Score-based Pullback Riemannian Geometry
Overview
In our work, we propose a score-based pullback Riemannian metric, giving closed-form geodesics and interpretable autoencoding, capturing the intrinsic dimensionality & geometry of data!
We show that this geometry can naturally be extracted by adapting the normalizing flow framework with isometry regularization and base distribution anisotropy.
Model Definition and Training
We introduce two key modifications to the Normalizing Flow framework that allow us to construct Riemannian geometry from unimodal densities \(p: \mathbb{R}^d \rightarrow \mathbb{R}^d \) of the form \[p(\mathbf{x}) \propto e^{-\psi(\varphi(\mathbf{x}))} \] where \(\psi: \mathbb{R}^d \rightarrow \mathbb{R}^d\) is a smooth strongly convex function and \(\phi: \mathbb{R}^d \rightarrow \mathbb{R}^d\) is a diffeomorphism.
- Anisotropic Base Distribution: Instead of using a fixed isotropic Gaussian as the base distribution, we parameterize the diagonal elements of the covariance matrix \(\mathbf{\Sigma}_{\theta_1}\) of the base distribution. This allows the model to learn an anisotropic Gaussian, capturing variations along different directions of the data manifold.
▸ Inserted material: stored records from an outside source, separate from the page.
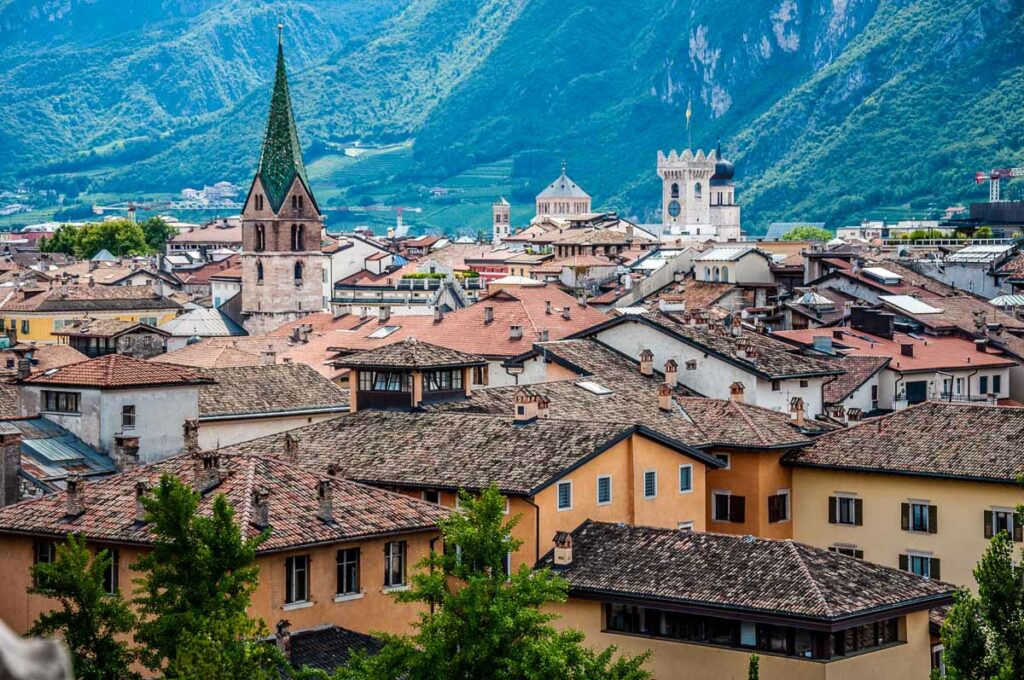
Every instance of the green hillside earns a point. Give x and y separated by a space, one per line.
833 112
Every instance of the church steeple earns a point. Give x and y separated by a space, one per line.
281 159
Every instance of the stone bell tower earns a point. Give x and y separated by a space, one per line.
282 225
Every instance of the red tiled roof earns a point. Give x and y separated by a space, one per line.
929 353
115 371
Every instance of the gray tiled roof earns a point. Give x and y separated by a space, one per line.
278 388
933 438
768 577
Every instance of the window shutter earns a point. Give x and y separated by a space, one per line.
737 508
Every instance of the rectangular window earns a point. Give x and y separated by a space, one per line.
650 483
778 507
685 478
61 401
296 579
564 495
348 571
394 563
128 417
111 582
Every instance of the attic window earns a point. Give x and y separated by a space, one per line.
383 332
593 387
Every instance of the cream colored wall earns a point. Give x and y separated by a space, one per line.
679 660
958 543
216 433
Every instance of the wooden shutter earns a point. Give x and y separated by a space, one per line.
737 508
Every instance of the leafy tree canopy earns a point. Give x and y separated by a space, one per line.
479 623
91 623
196 586
808 232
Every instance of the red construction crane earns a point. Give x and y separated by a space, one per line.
993 177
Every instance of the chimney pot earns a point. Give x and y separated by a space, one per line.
76 495
325 499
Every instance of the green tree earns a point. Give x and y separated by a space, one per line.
808 232
196 586
157 232
754 668
983 635
91 623
479 623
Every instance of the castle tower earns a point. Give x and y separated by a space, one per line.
501 213
562 198
282 263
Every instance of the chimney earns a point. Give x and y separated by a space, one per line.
736 392
76 495
283 638
646 363
291 448
140 491
10 486
797 410
665 397
206 471
563 549
192 436
325 499
543 407
526 407
671 373
125 453
261 508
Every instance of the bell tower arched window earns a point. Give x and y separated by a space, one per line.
260 244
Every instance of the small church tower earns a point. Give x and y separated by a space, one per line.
282 225
501 224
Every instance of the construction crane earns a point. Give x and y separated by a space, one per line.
993 177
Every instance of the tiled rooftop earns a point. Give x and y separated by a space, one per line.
110 505
738 574
933 438
114 371
276 388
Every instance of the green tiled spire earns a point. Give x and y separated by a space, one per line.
281 159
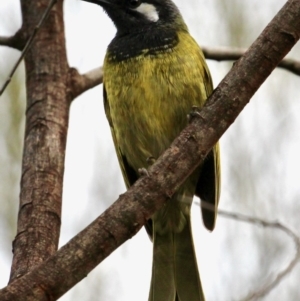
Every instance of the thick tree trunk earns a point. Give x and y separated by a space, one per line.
45 138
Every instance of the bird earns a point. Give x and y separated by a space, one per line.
154 73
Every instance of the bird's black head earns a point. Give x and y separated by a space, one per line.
131 16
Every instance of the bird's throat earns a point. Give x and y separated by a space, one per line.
141 43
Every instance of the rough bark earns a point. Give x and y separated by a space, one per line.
47 113
126 216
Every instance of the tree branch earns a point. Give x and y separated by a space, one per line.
79 83
47 112
233 54
27 45
16 41
128 214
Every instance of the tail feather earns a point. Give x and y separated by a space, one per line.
187 278
175 275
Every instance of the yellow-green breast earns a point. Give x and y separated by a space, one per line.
149 97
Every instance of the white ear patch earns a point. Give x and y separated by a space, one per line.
149 11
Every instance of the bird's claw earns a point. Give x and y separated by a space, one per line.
194 113
143 172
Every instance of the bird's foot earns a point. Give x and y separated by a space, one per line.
143 172
150 160
194 113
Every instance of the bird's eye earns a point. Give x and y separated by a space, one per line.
134 3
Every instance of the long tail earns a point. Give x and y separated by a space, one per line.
175 275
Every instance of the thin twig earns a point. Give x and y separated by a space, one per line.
233 54
28 44
260 222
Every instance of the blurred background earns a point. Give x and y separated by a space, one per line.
260 161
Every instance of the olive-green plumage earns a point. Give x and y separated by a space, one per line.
154 72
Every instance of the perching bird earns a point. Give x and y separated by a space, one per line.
154 72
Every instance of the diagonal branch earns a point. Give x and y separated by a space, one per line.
127 215
233 54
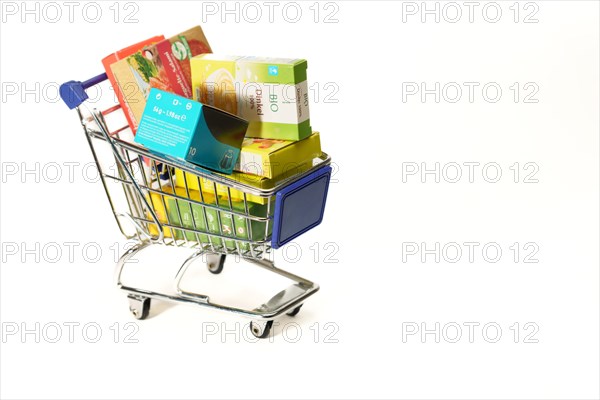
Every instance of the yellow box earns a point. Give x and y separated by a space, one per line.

- Isometry Regularization: We encourage the flow \(\phi_{\theta_2}\) to be approximately isometric with respect to the Euclidean metric. This is achieved by adding a regularization term to the training objective, promoting the preservation of distances and angles during the transformation. This leads to more stable and interpretable manifold mappings.
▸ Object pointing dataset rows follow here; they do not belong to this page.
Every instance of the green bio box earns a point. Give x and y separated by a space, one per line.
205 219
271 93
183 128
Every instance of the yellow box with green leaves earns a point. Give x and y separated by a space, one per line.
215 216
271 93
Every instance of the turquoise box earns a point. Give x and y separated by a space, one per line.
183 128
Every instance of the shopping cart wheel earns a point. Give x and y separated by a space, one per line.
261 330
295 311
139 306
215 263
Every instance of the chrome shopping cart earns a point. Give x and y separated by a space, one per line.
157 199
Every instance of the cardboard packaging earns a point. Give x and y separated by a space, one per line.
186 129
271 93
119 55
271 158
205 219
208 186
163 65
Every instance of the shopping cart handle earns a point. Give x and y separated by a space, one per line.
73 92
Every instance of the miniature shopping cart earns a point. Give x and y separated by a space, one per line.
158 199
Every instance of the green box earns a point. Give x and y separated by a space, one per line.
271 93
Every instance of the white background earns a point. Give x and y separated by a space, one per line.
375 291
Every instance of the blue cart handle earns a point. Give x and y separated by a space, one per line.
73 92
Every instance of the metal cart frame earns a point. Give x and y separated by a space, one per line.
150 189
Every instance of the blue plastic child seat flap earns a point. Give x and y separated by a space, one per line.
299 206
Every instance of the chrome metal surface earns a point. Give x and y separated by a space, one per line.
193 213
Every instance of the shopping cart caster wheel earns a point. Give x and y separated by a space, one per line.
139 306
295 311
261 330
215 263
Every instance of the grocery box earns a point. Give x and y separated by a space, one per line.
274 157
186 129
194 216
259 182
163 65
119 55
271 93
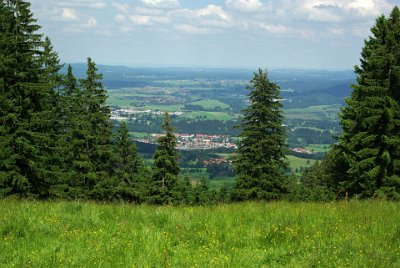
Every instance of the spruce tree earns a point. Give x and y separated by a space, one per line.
128 168
370 142
26 104
91 137
166 168
260 160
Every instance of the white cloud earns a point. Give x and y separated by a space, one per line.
98 5
272 28
161 3
148 20
187 28
68 14
211 15
140 20
91 23
336 31
123 8
244 5
119 18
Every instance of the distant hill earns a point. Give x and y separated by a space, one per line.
305 87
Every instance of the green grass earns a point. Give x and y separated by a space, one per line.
297 162
164 108
320 112
277 234
139 135
318 148
211 104
123 103
210 115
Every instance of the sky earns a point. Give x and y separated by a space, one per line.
308 34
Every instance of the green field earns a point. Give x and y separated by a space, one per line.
297 162
318 148
211 104
320 112
277 234
210 115
139 135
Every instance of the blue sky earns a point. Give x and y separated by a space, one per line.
314 34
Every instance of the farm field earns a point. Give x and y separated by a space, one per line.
297 162
276 234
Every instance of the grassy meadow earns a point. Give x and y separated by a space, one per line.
277 234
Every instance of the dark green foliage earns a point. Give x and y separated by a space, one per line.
370 142
260 161
183 192
128 168
311 187
91 139
166 168
26 106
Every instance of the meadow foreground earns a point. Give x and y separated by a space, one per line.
278 234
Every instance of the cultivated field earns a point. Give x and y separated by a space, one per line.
278 234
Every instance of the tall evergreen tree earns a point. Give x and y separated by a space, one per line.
370 142
25 104
128 168
260 160
166 168
89 133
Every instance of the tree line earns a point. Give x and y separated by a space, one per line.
57 140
Normalizing Flow Density and Training Objective
- \( \phi_{\theta_2}: \mathbb{R}^d \rightarrow \mathbb{R}^d \) is an invertible transformation (diffeomorphism) parameterized by \( \theta_2 \).
- \( D_{\mathbf{x}} \phi_{\theta_2} \) is the Jacobian matrix of \( \phi_{\theta_2} \) at point \( \mathbf{x} \).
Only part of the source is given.